Let's consider inner product space with vectors $x, y, z$ which satisfies:

$$\|x+y+z\|^2 = 14$$

$$\|x+y-z\|^2 = 2$$

$$\|x-y+z\|^2 = 6$$

$$\|x-y-z\|^2 = 10$$

I want to prove that $x$ is perpendicular to $y$.

My work so far

In other words we want to prove that $\langle x, y \rangle = 0$.

My first idea was to use Cauchy Schwarz inequality $ | \langle x , y \rangle |\le \|x\| \|y\|$ and to show that our conditions force that $\|x\|\cdot\|y\| = 0$. However I didn't manage to do anything sensible. Also I tried to somehow prove that under this conditions our norm has bo inducted by inner product - in other words we have that: $$2(\|x\|^2 + \|y\|^2) = \|x+y\|^2 + \|x-y\|^2$$

but also I didn't end up with something rational. Could you please give me a hand, what's the correct approach to this problem?

Answer 1

I assume you work with a real and not a complex vector space. Is that true?

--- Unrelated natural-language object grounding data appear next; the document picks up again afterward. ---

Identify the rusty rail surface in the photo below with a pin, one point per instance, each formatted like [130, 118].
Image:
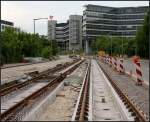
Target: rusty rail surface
[11, 112]
[17, 85]
[138, 115]
[82, 105]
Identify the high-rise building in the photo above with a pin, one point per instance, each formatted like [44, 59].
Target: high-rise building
[51, 29]
[67, 35]
[5, 24]
[102, 20]
[62, 36]
[75, 32]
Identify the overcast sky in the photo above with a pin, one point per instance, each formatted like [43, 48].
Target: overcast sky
[22, 13]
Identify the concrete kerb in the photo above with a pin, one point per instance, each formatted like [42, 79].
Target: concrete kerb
[36, 112]
[122, 108]
[133, 76]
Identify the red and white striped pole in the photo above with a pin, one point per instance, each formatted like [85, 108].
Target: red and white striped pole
[115, 63]
[110, 61]
[121, 67]
[138, 71]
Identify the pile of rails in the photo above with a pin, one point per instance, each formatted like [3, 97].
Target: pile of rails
[49, 79]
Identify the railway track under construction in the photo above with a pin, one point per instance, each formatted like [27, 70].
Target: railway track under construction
[14, 85]
[15, 108]
[100, 99]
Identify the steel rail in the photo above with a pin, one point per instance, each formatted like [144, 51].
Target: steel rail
[138, 115]
[50, 86]
[15, 86]
[82, 105]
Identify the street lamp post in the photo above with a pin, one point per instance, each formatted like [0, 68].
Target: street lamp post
[111, 45]
[122, 43]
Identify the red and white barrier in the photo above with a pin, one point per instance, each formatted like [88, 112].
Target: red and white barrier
[121, 67]
[138, 72]
[115, 62]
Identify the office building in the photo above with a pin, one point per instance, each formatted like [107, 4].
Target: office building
[67, 35]
[102, 20]
[5, 24]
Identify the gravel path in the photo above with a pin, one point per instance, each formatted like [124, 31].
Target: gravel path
[139, 94]
[13, 73]
[63, 106]
[144, 67]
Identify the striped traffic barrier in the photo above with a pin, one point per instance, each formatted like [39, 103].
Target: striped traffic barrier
[115, 62]
[121, 67]
[110, 58]
[137, 64]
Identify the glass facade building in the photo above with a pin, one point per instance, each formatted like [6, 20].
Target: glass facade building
[102, 20]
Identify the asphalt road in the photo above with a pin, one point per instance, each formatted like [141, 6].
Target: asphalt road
[144, 67]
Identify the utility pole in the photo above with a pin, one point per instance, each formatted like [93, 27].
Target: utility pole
[122, 43]
[34, 25]
[136, 43]
[111, 45]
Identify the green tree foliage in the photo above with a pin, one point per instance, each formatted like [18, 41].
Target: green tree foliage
[15, 45]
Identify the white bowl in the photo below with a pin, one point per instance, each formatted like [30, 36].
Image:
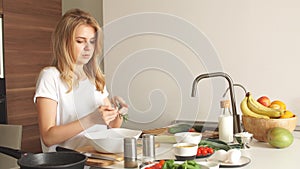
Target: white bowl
[111, 140]
[188, 137]
[185, 151]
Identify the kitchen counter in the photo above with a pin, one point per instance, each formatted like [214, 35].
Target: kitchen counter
[262, 155]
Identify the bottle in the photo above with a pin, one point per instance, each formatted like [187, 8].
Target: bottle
[130, 153]
[225, 122]
[148, 148]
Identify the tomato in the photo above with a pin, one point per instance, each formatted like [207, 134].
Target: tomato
[199, 152]
[210, 150]
[204, 151]
[192, 130]
[158, 166]
[162, 162]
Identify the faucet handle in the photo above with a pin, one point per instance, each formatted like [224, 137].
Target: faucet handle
[238, 85]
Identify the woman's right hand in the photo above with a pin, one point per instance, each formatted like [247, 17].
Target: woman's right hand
[108, 114]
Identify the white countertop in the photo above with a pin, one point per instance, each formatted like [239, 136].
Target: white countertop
[262, 155]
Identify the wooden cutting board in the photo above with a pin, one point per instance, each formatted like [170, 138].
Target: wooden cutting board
[102, 163]
[99, 162]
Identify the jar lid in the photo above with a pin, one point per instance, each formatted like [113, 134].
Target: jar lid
[225, 103]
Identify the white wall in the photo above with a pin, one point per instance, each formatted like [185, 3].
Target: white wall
[255, 42]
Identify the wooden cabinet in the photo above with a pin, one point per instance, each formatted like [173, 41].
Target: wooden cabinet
[27, 49]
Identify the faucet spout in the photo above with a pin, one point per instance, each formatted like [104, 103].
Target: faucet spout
[236, 117]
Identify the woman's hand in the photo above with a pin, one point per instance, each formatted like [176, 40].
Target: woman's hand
[108, 114]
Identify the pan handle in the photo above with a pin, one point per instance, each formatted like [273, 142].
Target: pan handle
[59, 148]
[12, 152]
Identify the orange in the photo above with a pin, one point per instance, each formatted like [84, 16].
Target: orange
[287, 114]
[277, 104]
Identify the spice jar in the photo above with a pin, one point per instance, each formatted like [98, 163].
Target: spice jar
[130, 153]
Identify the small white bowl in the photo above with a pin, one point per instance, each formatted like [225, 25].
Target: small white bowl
[185, 151]
[188, 137]
[111, 140]
[210, 164]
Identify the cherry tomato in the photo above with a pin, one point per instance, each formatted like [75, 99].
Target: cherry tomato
[210, 150]
[204, 152]
[192, 130]
[199, 152]
[162, 162]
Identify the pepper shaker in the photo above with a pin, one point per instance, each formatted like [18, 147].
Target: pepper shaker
[148, 148]
[130, 153]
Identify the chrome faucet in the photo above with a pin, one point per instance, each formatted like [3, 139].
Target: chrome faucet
[236, 117]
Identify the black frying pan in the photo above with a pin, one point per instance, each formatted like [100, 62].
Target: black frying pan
[50, 160]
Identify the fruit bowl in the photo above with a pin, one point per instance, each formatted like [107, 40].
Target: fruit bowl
[259, 127]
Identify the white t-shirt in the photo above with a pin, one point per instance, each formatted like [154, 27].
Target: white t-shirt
[79, 102]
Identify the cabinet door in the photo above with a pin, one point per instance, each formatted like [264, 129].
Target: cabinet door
[28, 26]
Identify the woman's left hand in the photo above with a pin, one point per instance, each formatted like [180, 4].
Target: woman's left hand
[108, 114]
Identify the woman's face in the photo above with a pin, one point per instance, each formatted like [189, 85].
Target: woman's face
[84, 44]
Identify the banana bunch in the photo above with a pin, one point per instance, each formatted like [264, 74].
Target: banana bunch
[251, 107]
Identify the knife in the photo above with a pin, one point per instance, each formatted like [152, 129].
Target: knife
[89, 155]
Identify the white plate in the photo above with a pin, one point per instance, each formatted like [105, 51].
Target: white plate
[176, 162]
[165, 139]
[242, 162]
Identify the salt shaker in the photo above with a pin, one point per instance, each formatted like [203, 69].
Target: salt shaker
[225, 122]
[148, 148]
[130, 153]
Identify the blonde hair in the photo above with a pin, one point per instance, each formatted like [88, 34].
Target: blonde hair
[63, 39]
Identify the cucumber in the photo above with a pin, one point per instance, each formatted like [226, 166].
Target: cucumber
[215, 144]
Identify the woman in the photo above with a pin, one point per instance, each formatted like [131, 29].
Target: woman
[71, 95]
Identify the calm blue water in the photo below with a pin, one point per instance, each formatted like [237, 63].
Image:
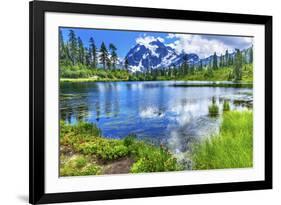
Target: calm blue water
[155, 111]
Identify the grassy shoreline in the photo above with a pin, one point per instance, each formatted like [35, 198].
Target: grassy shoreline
[231, 148]
[85, 74]
[83, 150]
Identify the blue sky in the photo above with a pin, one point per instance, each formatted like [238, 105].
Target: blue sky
[203, 45]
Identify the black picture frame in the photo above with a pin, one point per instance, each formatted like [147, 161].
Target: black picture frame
[37, 10]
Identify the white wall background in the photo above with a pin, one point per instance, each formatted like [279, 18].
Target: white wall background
[14, 100]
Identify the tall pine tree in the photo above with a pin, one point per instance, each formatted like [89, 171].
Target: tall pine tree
[238, 65]
[72, 47]
[103, 55]
[93, 53]
[81, 51]
[215, 61]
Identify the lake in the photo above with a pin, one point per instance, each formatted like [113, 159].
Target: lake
[157, 111]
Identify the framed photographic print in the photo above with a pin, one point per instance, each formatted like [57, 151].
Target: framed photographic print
[140, 102]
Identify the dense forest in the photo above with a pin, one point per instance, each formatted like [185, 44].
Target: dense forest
[90, 63]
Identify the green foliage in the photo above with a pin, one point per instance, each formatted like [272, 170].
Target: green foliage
[84, 139]
[129, 140]
[105, 149]
[79, 63]
[237, 70]
[153, 159]
[226, 106]
[213, 108]
[231, 148]
[78, 165]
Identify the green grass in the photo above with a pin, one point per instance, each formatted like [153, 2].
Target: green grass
[231, 148]
[78, 165]
[221, 74]
[85, 140]
[82, 73]
[226, 106]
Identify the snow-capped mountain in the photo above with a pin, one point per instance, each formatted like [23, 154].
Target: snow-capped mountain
[156, 55]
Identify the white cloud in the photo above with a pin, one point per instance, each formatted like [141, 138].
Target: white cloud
[205, 46]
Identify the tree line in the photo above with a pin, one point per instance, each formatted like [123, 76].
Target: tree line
[73, 52]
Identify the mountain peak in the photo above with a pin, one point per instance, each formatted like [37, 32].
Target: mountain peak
[153, 53]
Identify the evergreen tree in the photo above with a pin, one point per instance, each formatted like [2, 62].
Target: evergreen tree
[113, 54]
[61, 46]
[93, 53]
[72, 47]
[215, 61]
[81, 51]
[221, 64]
[200, 65]
[126, 64]
[238, 65]
[251, 55]
[226, 58]
[87, 57]
[103, 55]
[185, 67]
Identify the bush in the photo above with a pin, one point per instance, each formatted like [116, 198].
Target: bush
[226, 106]
[213, 108]
[104, 149]
[154, 159]
[78, 166]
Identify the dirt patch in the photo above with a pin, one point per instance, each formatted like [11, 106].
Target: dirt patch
[120, 166]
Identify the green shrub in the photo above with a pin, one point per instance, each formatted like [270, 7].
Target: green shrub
[129, 140]
[106, 149]
[78, 166]
[226, 106]
[153, 159]
[231, 148]
[213, 108]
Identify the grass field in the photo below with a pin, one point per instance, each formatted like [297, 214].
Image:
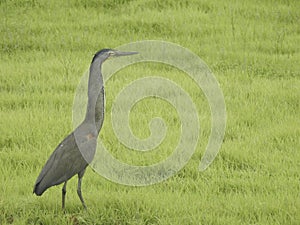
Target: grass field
[253, 49]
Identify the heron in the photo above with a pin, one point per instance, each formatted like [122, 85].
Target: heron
[76, 151]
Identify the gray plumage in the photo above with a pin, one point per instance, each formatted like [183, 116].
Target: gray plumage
[77, 150]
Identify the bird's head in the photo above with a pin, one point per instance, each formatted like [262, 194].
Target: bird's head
[105, 54]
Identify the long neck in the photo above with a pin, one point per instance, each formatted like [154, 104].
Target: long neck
[95, 106]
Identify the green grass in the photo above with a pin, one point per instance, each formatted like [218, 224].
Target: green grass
[251, 46]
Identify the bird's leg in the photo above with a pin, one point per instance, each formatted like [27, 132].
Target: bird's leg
[80, 175]
[64, 191]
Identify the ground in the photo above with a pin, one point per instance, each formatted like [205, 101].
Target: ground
[251, 47]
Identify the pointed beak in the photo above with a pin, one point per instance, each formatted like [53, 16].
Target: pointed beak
[119, 53]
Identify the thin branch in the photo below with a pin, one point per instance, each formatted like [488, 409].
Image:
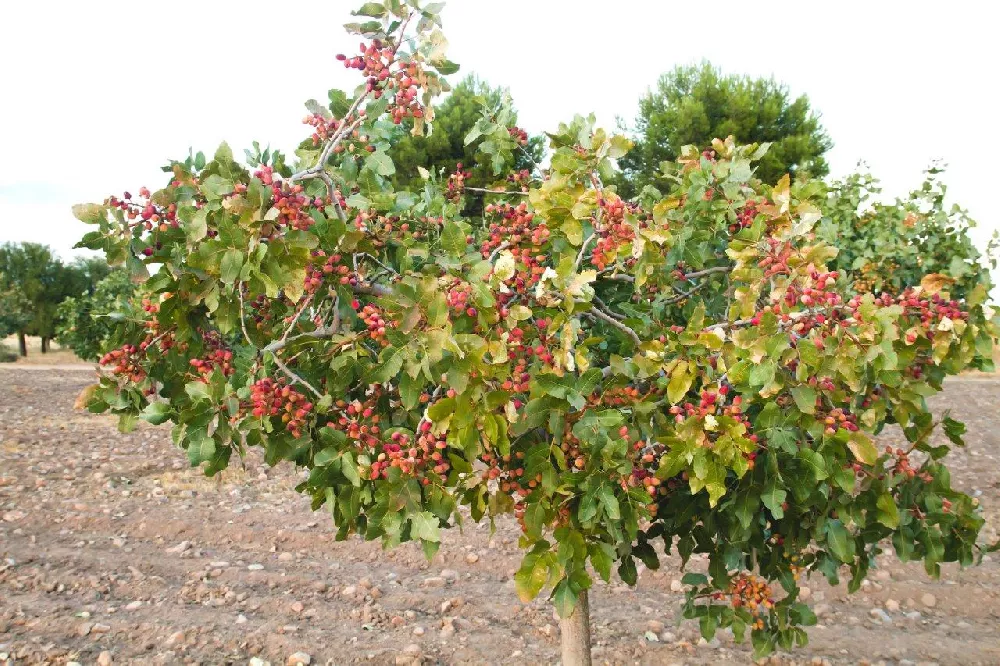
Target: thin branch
[294, 377]
[243, 322]
[376, 260]
[296, 316]
[372, 289]
[583, 248]
[621, 277]
[684, 294]
[484, 190]
[499, 248]
[608, 319]
[707, 271]
[608, 310]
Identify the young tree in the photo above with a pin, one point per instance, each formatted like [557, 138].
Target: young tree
[690, 372]
[15, 312]
[888, 245]
[445, 148]
[691, 105]
[32, 270]
[88, 323]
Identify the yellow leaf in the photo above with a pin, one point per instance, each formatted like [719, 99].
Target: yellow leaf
[935, 282]
[782, 194]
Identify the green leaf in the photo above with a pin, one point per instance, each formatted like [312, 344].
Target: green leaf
[762, 373]
[805, 399]
[156, 412]
[839, 541]
[196, 228]
[425, 525]
[862, 447]
[773, 497]
[380, 163]
[197, 391]
[564, 598]
[530, 578]
[232, 264]
[89, 213]
[453, 239]
[888, 512]
[372, 9]
[201, 449]
[680, 383]
[390, 365]
[340, 104]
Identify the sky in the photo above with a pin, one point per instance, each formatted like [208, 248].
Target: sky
[98, 95]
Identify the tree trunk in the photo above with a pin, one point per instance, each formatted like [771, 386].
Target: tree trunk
[575, 632]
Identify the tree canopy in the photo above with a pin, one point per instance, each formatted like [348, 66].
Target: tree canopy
[445, 147]
[88, 323]
[694, 104]
[45, 281]
[686, 371]
[888, 245]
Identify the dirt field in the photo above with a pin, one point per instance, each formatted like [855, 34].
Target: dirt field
[113, 551]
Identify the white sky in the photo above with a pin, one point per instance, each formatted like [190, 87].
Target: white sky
[98, 95]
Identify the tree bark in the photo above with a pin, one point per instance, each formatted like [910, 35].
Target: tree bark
[575, 634]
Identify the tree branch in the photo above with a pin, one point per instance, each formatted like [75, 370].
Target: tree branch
[483, 190]
[707, 271]
[372, 289]
[243, 322]
[596, 311]
[583, 248]
[499, 248]
[294, 377]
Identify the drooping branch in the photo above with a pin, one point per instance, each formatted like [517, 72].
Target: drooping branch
[484, 190]
[707, 271]
[583, 249]
[294, 377]
[597, 312]
[372, 289]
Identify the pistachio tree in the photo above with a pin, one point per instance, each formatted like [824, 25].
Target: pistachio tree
[625, 379]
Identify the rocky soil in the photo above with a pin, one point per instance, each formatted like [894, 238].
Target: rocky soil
[114, 551]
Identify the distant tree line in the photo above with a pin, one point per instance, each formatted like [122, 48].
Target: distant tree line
[33, 284]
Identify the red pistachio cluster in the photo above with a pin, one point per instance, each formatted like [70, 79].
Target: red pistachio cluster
[750, 592]
[614, 231]
[456, 183]
[125, 362]
[324, 266]
[414, 457]
[371, 315]
[270, 398]
[744, 216]
[290, 201]
[516, 226]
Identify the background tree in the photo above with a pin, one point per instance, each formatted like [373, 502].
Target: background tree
[887, 245]
[15, 313]
[689, 373]
[87, 323]
[691, 105]
[34, 271]
[445, 147]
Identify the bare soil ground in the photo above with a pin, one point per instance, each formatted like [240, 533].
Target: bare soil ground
[112, 550]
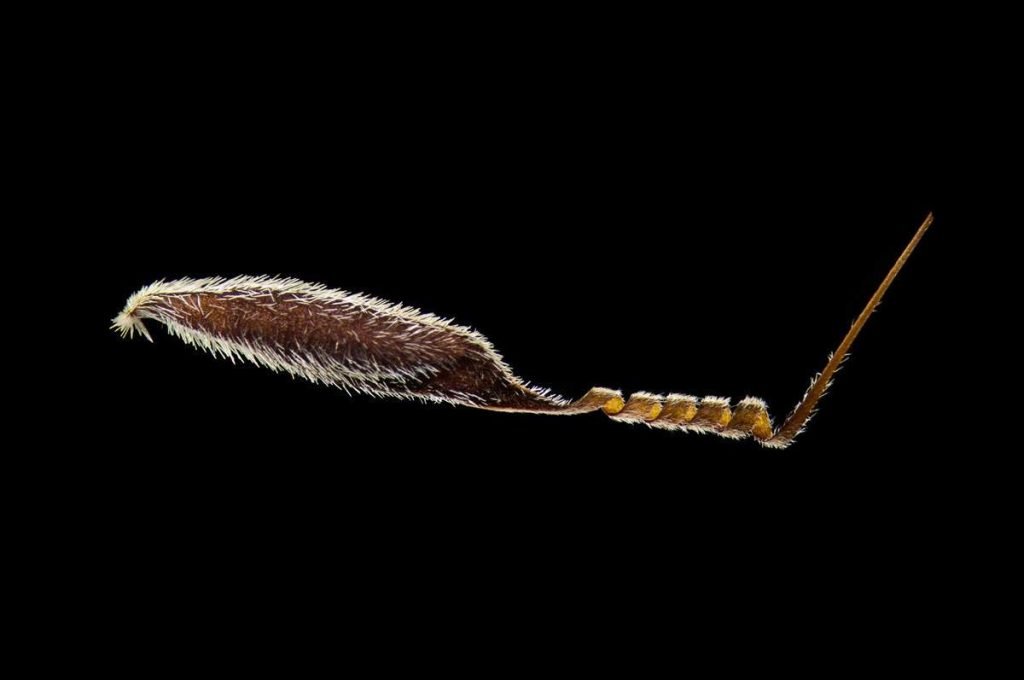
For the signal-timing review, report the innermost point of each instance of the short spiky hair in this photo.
(364, 344)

Add the first and second one: by the parallelogram identity you get $$2(\|x+y\|^2+\|z\|^2)=16$$ so $\|x+y\|^2+\|z\|^2=8$. Now add the third and the fourth one and in the same way you get $\|x-y\|^2+\|z\|^2=8$. So $\|x+y\|^2+\|z\|^2=\|x-y\|^2+\|z\|^2$, so $$\|x-y\|^2=\|x+y\|^2$$ so $\|x\|^2+\|y\|^2-2\langle x,y\rangle=\|x\|^2+\|y\|^2+2\langle x,y\rangle$, so $\langle x,y\rangle=0$.

Answer 2

Assuming that you are working over $\Bbb R$, let:

• $s=\|x\|^2+\|y\|^2+\|z\|^2$;
• $a=2\langle x,y\rangle$;
• $b=2\langle x,z\rangle$;
• $c=2\langle y,z\rangle$.

Then those four equalities tell you that$$\left\{\begin{array}{l}s+a+b+c=14\\s+a-b-c=2\\s-a+b-c=6\\s-a-b+c=10.\end{array}\right.$$In particular,$$\begin{split}(s+a+b+c)+(s+a-b-c)-(s-a+b-c)-(s-a-b+c) &=14+2-6-10 \\ &=0 \end{split}$$In other words, $4a=0$. But $a=2\langle x,y\rangle$.